Apa yang akan ditanyakan orang tuamu pertama kali ketika meneleponmu?
Bapakku tidak bertanya kabar. Ia akan bertanya aku sudah shalat atau belum. Aku ngaji atau nggak. Dan kalau aku sudah shalat, beliau akan menegaskan shalat yang baik adalah shalat berjamaah di masjid. Soal kabar, itu nomor dua.
Di usianya yang menginjak 63 tahun, ia kerap mengunjungiku karena aku anak satu-satunya yang merantau. Anak bungsu pula. Dia tahu begitu bandel dan soliter. Tidak bosan-bosannya dia mengingatkanku untuk datang ke masjid, karena di masjidlah tempat kita bisa bersosialisasi dan bersaudara sesama muslim. Di mana pun---ketika aku di Sumbawa Besar, di Bandung, di Depok, maupun di Bogor, beliau akan datang dan mencari masjid.
Tempat yang pertama kali ia cari adalah masjid. "Di mana masjid yang bagus?" Masjid yang bagus menurutnya bukanlah masjid yang jamaahnya setelah shalat langsung bubar. Ia menyukai masjid yang banyak zikirnya, yang ada interaksi antar jamaahnya.
Aku pernah mendengar seorang teman berkata, kalau hidup kita sekarang baik-baik saja, padahal kita sebegitu brengseknya, jangan pernah bangga apalagi membanggakan diri. Barangkali kesuksesan kita, baik-baik sajanya kita, adalah berkat doa kedua orang tua kita. Aku merasa kedua temanku itu benar. Kedua orangtuaku memang orang yang baik sekali. Sejak kecil, aku yakin sekali, doa mereka tak putus kepada anaknya.
Jika ditanya, siapa sosok paling inspiratif di tengah keterbatasan yang dialami, aku akan menjawab Bapak. Bapak menjadi contoh ideal bagaimana cara berjuang hidup bukan untuk diri sendiri, melainkan untuk masyarakat.
Supartijo namanya. Beliau anak ke-7 dari 16 bersaudara. Di tengah keterbatasan ekonomi, dengan banyaknya anggota keluarga, pada umur 4 tahun, beliau dibawa oleh kerabat untuk merantau/bertransmigrasi ke Sumatra Selatan dari Tambak, Jawa Tengah.

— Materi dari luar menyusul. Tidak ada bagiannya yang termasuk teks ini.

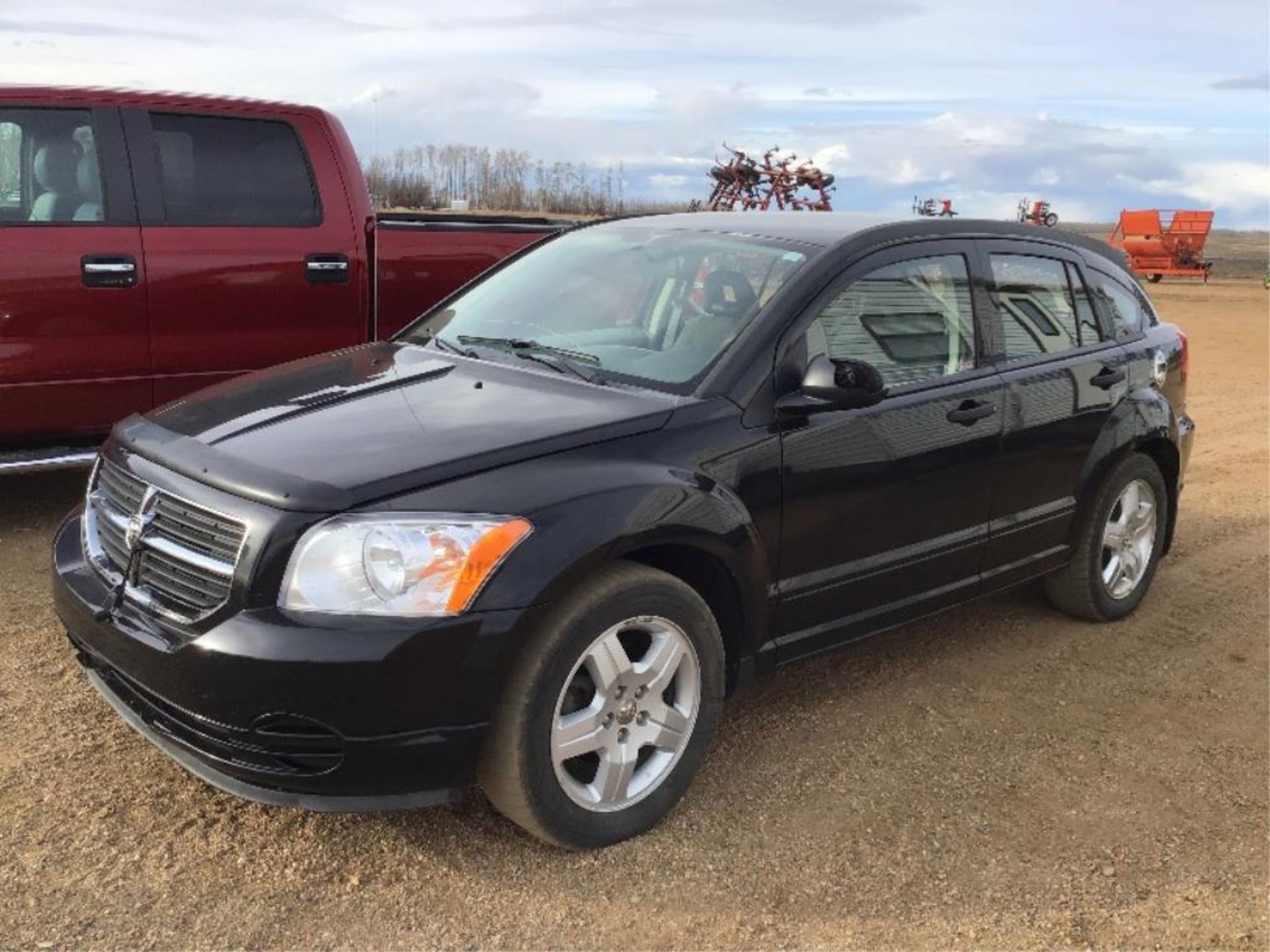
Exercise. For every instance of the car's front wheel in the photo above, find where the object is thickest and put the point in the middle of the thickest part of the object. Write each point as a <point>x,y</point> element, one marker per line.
<point>1118,546</point>
<point>610,710</point>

Orangtua angkatnya berprofesi sebagai buruh tani.
Kehidupan yang keras beliau jalani bersama delapan anak angkat yang lain. Ia kerap bercerita bagaimana sejak kecil ia sudah turut bekerja mengangon sapi, ngarit rumput untuk makanan ternak yang digunakan untuk membiayai sekolah. Beliau percaya salah satu cara mengubah nasib adalah dengan menempuh pendidikan setinggi mungkin.
Lulus Sekolah Pertanian Menengah Atas (SPMA), darah petani yang mengalir di nadinya membuatnya semakin terjun di dunia pertanian dan perkebunan. Keliling Sumsel untuk menghidupi keluarganya, ia masih punya hasrat yang tinggi pada pendidikan. Pada akhirnya, ia bisa berkuliah dan meraih gelar sarjana saat sudah berusia 38 tahun.
Titik Balik
Ketika krisis moneter terjadi pada tahun 1997, ia justru mendapat berkah tak terduga. Nilai tukar yang melemah membuat modalnya naik 7 kali lipat dan ia memiliki kapasitas yang lebih besar untuk berusaha. Ia pun memiliki divisi usaha perkebunan karet dari hulu ke hilir, mulai dari menjual biji karet (kelatak), mata tidur, bibit karet poly bag, hingga ke getah karet.